2021 is on track to be the driest year recorded in California since 1924. In October, Governor Gavin Newsom declared a drought emergency for the entire state of California, extending the declaration already active in 50 counties to the eight remaining counties—Los Angeles, Orange, Riverside, San Bernardino, San Diego, Imperial, San Francisco, and Ventura. Under the proclamation, water suppliers are asked to prepare for the possibility of another dry year ahead.
“As the western U.S. faces a potential third year of drought, it’s critical that Californians across the state redouble our efforts to save water in every way possible,” Newsom said.

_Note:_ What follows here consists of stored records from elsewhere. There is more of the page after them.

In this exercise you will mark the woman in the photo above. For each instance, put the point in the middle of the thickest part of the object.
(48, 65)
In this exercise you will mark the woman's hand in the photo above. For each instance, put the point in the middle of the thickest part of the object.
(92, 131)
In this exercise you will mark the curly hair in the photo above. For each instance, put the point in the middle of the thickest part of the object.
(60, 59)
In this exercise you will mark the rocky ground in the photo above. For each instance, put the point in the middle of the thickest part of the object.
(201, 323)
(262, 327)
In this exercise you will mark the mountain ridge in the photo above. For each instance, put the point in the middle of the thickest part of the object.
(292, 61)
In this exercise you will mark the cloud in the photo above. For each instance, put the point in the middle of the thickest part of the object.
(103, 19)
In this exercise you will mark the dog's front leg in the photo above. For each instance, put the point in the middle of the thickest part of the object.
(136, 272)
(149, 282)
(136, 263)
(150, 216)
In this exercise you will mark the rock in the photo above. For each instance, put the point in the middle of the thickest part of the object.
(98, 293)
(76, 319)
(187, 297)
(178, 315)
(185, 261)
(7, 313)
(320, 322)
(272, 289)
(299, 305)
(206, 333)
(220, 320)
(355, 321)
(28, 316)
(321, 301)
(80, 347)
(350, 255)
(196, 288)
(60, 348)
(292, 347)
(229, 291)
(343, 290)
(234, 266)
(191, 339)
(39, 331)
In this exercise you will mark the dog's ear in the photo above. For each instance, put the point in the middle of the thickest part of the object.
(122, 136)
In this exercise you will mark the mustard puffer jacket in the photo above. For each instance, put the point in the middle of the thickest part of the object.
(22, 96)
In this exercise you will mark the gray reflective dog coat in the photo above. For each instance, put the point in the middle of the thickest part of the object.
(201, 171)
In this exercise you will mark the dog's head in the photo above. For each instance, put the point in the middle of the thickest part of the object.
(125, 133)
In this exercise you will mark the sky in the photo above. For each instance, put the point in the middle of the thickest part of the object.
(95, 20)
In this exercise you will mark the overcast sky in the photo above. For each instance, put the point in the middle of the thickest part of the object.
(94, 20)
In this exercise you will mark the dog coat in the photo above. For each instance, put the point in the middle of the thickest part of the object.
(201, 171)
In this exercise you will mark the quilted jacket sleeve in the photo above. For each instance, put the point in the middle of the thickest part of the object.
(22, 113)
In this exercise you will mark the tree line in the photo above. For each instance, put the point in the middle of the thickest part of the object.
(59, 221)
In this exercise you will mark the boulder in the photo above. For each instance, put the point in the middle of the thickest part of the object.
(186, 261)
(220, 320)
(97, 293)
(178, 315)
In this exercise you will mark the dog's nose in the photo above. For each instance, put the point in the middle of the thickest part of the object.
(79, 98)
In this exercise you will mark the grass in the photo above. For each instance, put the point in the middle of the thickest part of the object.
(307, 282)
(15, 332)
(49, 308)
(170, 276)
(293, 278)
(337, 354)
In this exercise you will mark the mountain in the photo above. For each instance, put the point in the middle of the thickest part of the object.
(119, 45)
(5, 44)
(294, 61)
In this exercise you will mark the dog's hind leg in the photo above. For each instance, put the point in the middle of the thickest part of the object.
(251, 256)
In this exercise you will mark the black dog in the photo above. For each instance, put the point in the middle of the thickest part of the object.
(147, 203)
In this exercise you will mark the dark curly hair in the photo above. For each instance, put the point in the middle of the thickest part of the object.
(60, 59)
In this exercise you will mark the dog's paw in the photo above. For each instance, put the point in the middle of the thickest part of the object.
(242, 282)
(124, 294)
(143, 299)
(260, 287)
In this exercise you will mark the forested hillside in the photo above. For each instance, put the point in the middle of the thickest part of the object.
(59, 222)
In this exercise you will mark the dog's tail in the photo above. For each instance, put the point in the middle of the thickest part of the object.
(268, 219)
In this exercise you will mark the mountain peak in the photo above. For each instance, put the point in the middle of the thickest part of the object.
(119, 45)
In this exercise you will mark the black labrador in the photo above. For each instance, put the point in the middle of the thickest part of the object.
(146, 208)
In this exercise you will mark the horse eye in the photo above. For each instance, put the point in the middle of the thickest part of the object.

What Does a State-Wide Declaration Mean?
The drought declaration authorizes California’s water regulators to ban wasteful water use such as spraying down public sidewalks or using potable water in decorative fountains and authorizes the Office of Emergency Services to provide assistance and funding under the California Disaster Assistance Act to support the emergency response and delivery of drinking water and water for public health and safety.
The declaration also requires municipalities to implement their water shortage contingency plans at “a level appropriate to local conditions that take into account the possibility of a third consecutive dry year.”
Currently, all water providers within Santa Barbara County are maintaining their water supply stages at either Stage I or Stage II. Water shortage contingency plans typically include a scale ranging from a normal supply stage with no water supply reductions to Stage 1 through IV or more, with corresponding water restrictions. Each stage defines actions that a municipality will take to address a supply shortage.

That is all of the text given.